(a) The thermal circuit diagram is shown in Figure (b).
(b) The energy equation for the uniform temperature pipe-water segment is Q\mid_{A,1}=\int_{A_{1}}{(q_{ku}.s_{n})dA} =-(\rho c_{p}V)_{1}\frac{dT_{1}}{dt} +\dot{S}_{1} for Bi_{L}\lt 0.1, with Q_{1} =\dot{ S}_{ 1} = 0. Then we have
Q\mid_{A,1}=Q_{ku,1-\infty }+Q_{r,1-\infty }=-(\rho c_{p}V)_{1}\frac{dT_{1}}{dt}
The volume V is occupied by water (w) and brass (b), i.e.,
(\rho c_{p}V)_{1}=(\rho c_{p})_{w}\pi \frac{(D-2l)^{2}}{4}L +(\rho c_{p})_{b}\pi \frac{[D^{2}-(D-2l)^{2}]}{4}L
For surface radiation, for a two-surface enclosure, with A_{r,∞} \ll A_{r,1} and F_{1-∞} = 1, we have Q_{r,1-2}=A_{r,1}\epsilon _{r,1}[E_{b,1}(T_{1})-E_{b,2}(T_{2})] for F_{1-2}=1 with \frac{A_{r,1}}{A_{r,2}}\simeq 0 or \epsilon _{r,2} =1, i.e.,
Q_{r,1-∞} = A_{r,1}\epsilon_{r,1}σ_{SB}(T^{ 4}_{ 1} − T^{ 4}_{ s,∞}), A_{r,1} = πDL = A_{ku}.
The surface convection is given by \left\langle Q_{ku}\right\rangle _{L( or D)}=\frac{T_{s}-T_{f,\infty }}{\left\langle R_{ku}\right\rangle_{L(or D)} } =A_{ku}\frac{k_{f}}{L(or D)}\left\langle Nu\right\rangle _{L(or D)}(T_{s}-T_{f,\infty }), Re_{L(or D)}=\frac{u_{f,\infty }L(or D)}{v_{f}} , i.e.,
Q_{ku,1-\infty }=A_{ku}\left\langle Nu\right\rangle _{L}\frac{k_{f}}{L}(T_{1}-T_{f,\infty })
The Nusselt number is found from Table, where it is suggested that we use the correlation for the vertical plates, i.e.,
\left\langle Nu\right\rangle _{L}=[(\left\langle Nu_{L,l}\right\rangle) ^{6}+(\left\langle Nu_{L,t}\right\rangle )^{6}]^{1/6}
\left\langle Nu_{L,l}\right\rangle =\frac{2.8}{ln[(1 + 2.8/(a_{1}Ra^{1/4} )]}
\left\langle Nu_{L,t}\right\rangle =\frac{0.13Pr^{0.22}}{(1 + 0.61Pr^{0.81})^{ 0.42}} Ra_{L}^{1/3}
a_{1}=\frac{4}{3}\frac{0.503}{[1 + (0.492/Pr)^{9/16}] ^{4/9}}
Ra_{L}=\frac{g\beta _{f}(T_{f}-T_{f,\infty })L^{3}}{v_{f}\alpha _{f}}
The thermophysical properties are, at T = 300 K,
water : \rho _{w} = 997 kg/m^{3} Table
c_{p,w} = 4,179 J/kg-K Table
brass : \rho _{b} = 8,933 kg/m^{3} Table
c_{p,b} = 355 J/kg-K Table
\epsilon_{r,1} = 0.60 Table
air : k_{f} = 0.0267 W/m-K Table
β_{f} =\frac{1}{300} 1/K ideal gas \beta _{f}=\frac{1}{T_{f}}, p=\rho _{f}\frac{R_{g}}{M}T_{f}
ν_{f} = 1.566 × 10^{−5} m^{2}/s Table
α_{f} = 2.257 × 10^{−5} m^{2}/s Table
Pr = 0.69 Table
other parameters : T_{f,∞} = T_{s,∞} = 293.15 K
D = 0.06 m , l = 10^{−3} m , L = 0.3 m.
The results for T_{1}(t) are plotted in Figure (c).
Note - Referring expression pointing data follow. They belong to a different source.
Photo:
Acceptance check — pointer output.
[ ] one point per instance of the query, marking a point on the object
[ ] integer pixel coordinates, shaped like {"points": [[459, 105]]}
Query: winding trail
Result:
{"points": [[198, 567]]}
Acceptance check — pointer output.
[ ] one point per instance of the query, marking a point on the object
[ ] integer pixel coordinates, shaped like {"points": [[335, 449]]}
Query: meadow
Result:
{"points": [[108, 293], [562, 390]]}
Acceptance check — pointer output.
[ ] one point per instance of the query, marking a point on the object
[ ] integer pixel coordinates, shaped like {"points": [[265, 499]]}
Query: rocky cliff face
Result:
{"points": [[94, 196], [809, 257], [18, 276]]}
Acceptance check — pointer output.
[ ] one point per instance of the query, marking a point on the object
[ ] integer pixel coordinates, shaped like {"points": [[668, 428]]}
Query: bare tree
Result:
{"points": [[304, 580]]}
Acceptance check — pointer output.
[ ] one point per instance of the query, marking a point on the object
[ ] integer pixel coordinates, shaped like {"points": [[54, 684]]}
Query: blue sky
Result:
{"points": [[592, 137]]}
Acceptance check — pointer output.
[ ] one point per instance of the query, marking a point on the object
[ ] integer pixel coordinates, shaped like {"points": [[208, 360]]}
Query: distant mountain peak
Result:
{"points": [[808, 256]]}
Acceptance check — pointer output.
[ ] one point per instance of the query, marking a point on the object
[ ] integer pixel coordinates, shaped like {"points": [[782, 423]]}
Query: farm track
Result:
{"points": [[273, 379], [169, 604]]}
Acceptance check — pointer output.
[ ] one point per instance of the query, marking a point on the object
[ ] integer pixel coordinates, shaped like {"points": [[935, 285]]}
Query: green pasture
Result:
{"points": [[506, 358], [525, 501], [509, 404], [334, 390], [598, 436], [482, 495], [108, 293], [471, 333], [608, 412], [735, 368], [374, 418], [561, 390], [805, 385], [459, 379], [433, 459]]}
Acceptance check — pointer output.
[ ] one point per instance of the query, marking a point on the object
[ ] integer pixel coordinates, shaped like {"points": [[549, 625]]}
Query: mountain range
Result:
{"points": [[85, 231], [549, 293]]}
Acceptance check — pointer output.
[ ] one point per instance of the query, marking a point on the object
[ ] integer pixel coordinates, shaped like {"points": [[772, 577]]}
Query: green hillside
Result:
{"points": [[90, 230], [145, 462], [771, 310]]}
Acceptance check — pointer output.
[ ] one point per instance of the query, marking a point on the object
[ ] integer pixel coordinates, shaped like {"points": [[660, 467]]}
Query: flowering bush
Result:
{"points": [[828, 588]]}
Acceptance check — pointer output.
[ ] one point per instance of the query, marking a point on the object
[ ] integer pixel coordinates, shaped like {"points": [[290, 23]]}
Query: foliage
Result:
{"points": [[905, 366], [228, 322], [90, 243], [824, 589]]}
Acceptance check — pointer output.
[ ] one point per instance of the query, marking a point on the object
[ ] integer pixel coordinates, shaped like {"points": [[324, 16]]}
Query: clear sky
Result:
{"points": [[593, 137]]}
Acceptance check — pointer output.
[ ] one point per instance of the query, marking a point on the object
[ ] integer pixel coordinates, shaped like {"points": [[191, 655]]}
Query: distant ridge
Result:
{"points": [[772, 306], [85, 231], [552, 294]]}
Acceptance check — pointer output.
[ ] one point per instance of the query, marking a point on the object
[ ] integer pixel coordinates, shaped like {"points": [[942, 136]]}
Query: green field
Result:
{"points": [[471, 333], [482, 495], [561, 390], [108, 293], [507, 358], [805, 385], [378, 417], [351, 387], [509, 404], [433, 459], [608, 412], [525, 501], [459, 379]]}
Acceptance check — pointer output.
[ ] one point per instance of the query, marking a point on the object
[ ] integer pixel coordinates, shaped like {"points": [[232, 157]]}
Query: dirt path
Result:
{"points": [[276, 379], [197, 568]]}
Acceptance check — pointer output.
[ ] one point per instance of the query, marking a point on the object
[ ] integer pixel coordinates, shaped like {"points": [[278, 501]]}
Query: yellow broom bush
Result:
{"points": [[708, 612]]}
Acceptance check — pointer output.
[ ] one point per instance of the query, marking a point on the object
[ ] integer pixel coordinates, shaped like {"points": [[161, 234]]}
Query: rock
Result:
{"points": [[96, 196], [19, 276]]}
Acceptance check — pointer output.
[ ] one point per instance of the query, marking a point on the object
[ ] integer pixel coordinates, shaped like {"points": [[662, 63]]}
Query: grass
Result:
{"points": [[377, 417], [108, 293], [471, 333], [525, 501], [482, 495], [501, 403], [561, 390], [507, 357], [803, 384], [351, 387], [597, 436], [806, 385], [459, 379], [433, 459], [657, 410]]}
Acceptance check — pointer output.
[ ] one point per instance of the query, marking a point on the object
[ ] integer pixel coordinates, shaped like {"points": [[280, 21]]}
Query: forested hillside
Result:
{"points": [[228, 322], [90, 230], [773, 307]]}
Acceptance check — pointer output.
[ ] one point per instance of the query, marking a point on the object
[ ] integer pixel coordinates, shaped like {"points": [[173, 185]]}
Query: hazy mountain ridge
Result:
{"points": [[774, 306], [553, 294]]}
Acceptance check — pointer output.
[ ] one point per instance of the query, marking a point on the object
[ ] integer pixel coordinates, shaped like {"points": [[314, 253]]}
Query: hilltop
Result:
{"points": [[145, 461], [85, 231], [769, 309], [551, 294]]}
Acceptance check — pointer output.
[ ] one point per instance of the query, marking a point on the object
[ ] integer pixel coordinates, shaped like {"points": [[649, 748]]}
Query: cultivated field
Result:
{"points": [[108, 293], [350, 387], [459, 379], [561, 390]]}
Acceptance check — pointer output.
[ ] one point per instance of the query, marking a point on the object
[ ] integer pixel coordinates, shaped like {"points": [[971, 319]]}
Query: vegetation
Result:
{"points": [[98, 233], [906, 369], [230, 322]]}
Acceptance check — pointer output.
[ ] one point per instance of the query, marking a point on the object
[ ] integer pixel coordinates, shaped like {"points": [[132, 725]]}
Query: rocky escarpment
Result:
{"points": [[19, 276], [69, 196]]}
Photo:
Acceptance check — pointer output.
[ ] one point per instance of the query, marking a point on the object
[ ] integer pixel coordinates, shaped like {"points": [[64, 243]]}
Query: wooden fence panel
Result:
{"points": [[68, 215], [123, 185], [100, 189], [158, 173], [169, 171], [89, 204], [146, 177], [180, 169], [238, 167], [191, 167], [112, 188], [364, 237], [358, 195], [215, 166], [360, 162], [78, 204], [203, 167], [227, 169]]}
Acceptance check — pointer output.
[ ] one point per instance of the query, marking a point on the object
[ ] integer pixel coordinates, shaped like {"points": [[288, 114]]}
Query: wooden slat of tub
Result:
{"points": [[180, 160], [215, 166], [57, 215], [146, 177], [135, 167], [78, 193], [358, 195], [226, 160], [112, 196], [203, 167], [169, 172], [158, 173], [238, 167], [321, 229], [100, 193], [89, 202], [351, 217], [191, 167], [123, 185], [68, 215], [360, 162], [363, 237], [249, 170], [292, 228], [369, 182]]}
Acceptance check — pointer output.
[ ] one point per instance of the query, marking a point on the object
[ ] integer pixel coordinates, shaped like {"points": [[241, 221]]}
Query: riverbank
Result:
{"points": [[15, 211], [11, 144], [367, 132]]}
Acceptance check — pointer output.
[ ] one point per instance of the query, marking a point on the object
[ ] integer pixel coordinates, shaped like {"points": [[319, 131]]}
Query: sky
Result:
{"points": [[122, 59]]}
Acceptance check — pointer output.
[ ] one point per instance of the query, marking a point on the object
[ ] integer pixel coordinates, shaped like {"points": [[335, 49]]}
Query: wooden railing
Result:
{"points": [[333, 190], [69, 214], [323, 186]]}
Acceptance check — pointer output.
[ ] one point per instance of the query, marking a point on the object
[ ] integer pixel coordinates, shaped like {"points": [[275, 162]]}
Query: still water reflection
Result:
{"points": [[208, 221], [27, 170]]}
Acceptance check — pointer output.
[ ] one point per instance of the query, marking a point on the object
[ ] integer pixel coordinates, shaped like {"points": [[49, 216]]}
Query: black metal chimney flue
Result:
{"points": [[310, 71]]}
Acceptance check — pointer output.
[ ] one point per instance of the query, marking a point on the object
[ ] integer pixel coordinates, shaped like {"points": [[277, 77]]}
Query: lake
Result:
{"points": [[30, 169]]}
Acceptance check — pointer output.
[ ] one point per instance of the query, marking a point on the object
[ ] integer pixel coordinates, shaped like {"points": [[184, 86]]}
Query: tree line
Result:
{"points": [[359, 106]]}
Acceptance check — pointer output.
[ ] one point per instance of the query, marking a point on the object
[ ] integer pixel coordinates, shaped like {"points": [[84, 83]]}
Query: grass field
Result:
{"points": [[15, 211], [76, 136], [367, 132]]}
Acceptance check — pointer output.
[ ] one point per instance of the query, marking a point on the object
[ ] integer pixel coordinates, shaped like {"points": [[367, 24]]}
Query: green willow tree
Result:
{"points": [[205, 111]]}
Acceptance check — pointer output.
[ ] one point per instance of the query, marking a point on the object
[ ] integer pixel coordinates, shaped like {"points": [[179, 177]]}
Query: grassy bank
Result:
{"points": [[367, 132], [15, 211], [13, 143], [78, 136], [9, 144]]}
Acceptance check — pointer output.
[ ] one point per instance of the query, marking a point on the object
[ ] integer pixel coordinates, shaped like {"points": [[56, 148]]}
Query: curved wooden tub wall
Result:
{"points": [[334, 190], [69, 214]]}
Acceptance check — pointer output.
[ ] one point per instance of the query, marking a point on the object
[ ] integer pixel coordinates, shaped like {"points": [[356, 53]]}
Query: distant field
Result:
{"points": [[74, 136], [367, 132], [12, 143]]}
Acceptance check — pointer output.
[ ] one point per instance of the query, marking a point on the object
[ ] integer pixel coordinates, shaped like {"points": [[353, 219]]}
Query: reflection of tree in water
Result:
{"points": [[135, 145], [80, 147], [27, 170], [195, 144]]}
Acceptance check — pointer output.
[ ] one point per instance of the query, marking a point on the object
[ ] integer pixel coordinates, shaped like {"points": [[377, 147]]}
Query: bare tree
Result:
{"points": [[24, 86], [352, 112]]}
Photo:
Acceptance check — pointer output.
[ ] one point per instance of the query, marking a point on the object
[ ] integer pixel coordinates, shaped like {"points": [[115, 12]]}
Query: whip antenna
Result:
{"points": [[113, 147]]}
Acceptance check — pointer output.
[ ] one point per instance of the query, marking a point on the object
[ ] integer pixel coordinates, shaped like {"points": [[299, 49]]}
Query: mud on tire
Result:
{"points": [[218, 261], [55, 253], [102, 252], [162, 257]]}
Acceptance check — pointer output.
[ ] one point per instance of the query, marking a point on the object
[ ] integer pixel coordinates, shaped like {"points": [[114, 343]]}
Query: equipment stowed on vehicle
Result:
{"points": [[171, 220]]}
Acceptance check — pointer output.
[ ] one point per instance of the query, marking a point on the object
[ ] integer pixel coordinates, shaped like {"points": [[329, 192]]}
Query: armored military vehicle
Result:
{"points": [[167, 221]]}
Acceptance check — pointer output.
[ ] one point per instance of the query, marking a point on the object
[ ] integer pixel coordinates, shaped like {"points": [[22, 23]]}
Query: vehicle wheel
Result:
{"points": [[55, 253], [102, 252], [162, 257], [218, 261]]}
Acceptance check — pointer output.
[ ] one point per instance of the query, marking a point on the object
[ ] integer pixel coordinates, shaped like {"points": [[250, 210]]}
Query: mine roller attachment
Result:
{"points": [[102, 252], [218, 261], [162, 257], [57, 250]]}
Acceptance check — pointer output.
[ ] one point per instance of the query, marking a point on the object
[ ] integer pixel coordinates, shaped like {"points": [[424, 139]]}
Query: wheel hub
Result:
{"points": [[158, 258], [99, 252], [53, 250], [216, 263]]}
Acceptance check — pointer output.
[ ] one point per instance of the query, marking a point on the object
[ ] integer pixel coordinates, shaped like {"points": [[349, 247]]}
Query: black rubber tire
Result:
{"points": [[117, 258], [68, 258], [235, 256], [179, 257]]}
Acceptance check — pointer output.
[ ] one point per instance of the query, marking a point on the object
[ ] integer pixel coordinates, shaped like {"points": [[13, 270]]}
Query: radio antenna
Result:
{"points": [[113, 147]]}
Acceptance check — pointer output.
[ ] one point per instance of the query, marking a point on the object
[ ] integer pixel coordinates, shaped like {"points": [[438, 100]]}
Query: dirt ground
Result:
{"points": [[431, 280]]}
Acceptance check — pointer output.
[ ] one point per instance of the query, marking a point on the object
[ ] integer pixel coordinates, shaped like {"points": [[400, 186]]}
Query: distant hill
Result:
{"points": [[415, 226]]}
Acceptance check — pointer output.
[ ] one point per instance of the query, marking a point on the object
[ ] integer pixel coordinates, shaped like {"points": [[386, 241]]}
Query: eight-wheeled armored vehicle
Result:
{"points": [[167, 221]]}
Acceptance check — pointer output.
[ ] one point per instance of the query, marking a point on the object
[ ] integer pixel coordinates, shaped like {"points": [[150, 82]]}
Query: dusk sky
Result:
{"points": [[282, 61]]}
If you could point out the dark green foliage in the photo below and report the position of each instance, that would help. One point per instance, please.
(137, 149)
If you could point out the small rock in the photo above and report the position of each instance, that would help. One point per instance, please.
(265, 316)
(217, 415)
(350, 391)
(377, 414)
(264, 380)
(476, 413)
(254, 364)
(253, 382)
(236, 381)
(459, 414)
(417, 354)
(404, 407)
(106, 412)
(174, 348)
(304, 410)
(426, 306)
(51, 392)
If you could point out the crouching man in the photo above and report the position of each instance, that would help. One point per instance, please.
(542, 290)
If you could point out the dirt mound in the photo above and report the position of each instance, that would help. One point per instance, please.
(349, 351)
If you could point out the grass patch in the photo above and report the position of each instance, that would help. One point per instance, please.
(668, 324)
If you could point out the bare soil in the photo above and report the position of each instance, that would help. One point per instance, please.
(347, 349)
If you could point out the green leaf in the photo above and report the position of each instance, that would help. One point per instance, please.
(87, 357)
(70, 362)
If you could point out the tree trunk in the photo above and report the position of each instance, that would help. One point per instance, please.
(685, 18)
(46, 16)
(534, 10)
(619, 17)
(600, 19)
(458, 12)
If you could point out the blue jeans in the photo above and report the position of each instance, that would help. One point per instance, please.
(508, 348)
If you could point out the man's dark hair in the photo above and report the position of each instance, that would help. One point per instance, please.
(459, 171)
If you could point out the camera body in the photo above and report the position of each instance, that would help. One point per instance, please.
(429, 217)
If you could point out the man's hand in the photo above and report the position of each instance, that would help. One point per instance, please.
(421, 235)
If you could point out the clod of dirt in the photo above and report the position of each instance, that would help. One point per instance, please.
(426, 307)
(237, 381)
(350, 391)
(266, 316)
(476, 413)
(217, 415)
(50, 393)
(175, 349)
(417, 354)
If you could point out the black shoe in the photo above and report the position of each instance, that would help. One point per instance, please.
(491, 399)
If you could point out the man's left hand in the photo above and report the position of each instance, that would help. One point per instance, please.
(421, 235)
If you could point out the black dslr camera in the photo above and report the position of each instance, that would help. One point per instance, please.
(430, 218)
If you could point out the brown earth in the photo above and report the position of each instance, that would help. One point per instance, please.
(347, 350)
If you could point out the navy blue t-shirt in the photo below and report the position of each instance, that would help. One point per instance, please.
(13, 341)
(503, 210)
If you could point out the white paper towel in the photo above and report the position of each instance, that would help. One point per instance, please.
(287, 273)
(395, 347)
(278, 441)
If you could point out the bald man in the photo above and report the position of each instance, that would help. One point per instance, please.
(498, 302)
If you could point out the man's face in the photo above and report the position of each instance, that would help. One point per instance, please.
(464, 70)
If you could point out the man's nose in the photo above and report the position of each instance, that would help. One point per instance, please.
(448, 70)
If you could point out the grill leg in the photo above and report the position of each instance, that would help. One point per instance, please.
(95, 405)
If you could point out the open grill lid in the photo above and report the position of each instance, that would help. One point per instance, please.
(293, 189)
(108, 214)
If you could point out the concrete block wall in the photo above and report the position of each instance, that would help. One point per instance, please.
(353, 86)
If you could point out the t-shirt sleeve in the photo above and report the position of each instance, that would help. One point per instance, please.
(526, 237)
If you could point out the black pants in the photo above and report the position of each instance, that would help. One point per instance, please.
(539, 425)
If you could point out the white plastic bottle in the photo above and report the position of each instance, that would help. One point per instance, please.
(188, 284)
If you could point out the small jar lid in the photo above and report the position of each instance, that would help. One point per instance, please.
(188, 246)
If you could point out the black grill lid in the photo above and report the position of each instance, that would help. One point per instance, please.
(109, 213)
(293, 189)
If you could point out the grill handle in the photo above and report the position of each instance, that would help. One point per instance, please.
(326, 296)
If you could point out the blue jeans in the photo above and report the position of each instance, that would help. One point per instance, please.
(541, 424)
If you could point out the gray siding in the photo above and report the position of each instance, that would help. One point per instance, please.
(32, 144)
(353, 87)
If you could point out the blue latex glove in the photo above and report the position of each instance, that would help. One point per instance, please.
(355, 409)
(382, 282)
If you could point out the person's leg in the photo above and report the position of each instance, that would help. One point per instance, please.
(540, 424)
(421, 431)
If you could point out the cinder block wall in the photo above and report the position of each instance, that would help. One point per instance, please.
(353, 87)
The results with and without the surface radiation are shown. The surface radiation accelerates the cooldown. Note that within about one hour, the water temperature drops to near 30^{\circ }C. This is the average surface temperature for the human skin. Any further drop in the temperature results in a cold sensation when this water flows over the human hands.
(c) From the case of no surface radiation, Q_{r,1-∞} = 0, and T_{1}(t)=T_{f,\infty }+[T_{1}(t=0)-T_{f,\infty }]e^{-t/\tau _{1}}+a_{1}\tau _{1}(1-e^{-t/\tau _{1}}), for \dot{S}_{ 1} − Q_{1} = 0 (a_{1} = 0), we have
T_{1}(t) = T_{f,∞} + [T_{1}(t = 0) − T_{f,∞}]e^{−t/\tau_{1}}
\tau_{1}= (ρc_{p}V)_{1}\left\langle R_{ku}\right\rangle _{L}
The solution is valid for a constant \left\langle R_{ku}\right\rangle _{L}. Here we use \left\langle R_{ku}\right\rangle _{L}(t = 0) = 4.353^{\circ }C/W.
\tau_{1} = 2307.2 × 3.997 = 9, 222 s
Now, after t = 2 hr = 7,200 s, we have
T^{1}(t = 2 hr) = 293.15(K) + (318.15 − 293.15)(K) e^{−[7,200 (s)]/[9,222 (s)]}
= 304.6 K = 31.45^{\circ}C.
This is what is found from the use of a solver (e.g., MATLAB) by setting \epsilon _{r,1} = 0, and using a constant \left\langle R_{ku}\right\rangle _{L}(t = 0), as shown in Figure (c). The effect of variable \left\langle R_{ku}\right\rangle _{L} is less profound compared to that of surface emissivity.